Gary Herrera, president of the ILWU’s Local 13, expressed strong disappointment.

“The impacts on the men and women of the ILWU — without sounding overly dramatic — are somewhat catastrophic,” Herrera said in a telephone interview Thursday. “We don’t have a voice now.”

A labor representative has been included on the panel for some 30 years, Herrera said, adding it was crucial to have a commissioner who “understood the work and the workings of the port.”

Community leaders in both San Pedro and Wilmington also have stressed the importance of local residency for at least some panel members.

“It is a very troubling trend,” McOsker said of the whittling down of local commissioners. Middleton said with the appointment of Pérez, three of the commissioners will now come from the Boyle Heights area of L.A.

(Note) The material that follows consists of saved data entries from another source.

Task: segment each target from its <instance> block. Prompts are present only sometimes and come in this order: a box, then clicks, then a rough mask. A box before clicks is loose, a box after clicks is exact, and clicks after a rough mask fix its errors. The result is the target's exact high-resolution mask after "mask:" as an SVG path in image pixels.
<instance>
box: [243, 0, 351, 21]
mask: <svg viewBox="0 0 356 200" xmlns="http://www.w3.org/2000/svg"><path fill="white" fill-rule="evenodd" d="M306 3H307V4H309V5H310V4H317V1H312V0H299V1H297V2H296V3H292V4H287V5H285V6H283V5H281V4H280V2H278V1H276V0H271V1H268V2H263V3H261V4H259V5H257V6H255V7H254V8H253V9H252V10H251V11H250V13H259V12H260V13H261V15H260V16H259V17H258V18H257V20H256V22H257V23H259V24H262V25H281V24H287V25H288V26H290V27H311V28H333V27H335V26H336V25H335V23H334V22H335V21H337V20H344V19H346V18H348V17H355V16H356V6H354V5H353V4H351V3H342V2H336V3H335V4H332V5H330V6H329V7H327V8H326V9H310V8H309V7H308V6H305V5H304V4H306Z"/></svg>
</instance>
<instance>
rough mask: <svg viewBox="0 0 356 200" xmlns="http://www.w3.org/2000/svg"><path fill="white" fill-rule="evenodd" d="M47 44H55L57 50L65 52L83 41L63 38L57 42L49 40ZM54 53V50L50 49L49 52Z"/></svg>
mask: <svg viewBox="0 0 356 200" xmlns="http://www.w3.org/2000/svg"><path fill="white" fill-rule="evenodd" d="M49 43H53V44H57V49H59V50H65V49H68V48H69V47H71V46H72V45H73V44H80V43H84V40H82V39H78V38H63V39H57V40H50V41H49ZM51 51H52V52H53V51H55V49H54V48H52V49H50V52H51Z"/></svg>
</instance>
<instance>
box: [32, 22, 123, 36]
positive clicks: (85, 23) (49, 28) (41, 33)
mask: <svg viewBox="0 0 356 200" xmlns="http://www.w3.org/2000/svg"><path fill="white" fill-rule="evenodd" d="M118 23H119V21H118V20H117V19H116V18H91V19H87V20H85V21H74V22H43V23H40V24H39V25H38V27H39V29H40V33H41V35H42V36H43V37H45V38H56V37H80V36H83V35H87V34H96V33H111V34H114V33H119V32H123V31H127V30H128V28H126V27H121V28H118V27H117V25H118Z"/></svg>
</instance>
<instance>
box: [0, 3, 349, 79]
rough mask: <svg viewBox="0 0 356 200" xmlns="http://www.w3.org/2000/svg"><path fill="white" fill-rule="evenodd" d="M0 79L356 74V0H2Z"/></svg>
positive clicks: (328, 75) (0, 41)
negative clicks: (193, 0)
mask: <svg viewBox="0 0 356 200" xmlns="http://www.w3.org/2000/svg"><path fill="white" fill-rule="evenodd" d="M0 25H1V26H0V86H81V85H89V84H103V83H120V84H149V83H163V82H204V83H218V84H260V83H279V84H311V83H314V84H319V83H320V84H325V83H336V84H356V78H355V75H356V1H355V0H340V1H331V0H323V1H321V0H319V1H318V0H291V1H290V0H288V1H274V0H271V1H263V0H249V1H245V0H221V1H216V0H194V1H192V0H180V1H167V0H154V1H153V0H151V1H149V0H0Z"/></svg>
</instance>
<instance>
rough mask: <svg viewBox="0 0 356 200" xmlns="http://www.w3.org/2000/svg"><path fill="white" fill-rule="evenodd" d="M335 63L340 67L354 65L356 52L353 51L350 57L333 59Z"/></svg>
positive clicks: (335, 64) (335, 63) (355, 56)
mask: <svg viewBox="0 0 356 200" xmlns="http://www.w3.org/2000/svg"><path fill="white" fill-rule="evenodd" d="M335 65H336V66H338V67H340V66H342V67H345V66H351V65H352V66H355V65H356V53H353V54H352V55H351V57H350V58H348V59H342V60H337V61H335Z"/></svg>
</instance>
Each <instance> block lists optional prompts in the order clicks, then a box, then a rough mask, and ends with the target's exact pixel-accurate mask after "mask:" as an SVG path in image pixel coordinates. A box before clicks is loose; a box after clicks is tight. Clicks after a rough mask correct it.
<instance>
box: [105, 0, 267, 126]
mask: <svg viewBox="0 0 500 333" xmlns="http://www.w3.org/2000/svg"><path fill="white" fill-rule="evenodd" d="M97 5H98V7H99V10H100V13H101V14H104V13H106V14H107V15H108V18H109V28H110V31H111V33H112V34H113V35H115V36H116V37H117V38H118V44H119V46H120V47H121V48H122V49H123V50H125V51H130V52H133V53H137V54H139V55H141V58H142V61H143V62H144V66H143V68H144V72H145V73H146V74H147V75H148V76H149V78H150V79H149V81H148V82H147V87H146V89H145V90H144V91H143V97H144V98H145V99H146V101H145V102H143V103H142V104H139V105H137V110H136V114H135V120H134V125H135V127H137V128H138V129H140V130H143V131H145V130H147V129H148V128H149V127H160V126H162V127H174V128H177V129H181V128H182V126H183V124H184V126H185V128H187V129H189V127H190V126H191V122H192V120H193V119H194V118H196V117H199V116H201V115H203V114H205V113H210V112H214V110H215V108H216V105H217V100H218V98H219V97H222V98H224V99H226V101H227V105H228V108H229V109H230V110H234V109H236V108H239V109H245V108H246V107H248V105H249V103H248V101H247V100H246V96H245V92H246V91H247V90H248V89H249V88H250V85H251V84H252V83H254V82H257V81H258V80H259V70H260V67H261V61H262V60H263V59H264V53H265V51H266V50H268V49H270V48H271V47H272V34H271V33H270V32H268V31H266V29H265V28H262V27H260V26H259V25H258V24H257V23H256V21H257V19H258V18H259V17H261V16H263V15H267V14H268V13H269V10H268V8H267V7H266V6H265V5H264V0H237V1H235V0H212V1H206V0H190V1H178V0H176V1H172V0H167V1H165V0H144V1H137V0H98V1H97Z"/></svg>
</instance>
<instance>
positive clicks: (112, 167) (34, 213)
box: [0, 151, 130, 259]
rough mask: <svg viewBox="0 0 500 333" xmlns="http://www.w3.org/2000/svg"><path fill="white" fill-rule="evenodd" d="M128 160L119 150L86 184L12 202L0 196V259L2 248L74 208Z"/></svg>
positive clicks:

Bass replaced two other local commissioners shortly after she took office — one from Wilmington and another from San Pedro — and “replaced them with commissioners from over 20 miles away from the port and port operations,” McOsker said.

“There was a lot of unfinished work I’d planned to do,” she said. “This was very disrespectful to harbor labor and to the ILWU.”

“It’s deeply, deeply important we have people from this area” on the commission, McOsker said. One member as it will stand now, he said, “is the absolute bare minimum.”

The appointment could be assigned to a committee as soon as Friday, McOsker said, adding he intended to “put up a fight for my community.”

“(Middleton) is such a pillar in our community and to have her voice (on the commission) stricken, I’m hurt,” Herrera said, adding, “The ILWU is not going to lay down on this one.”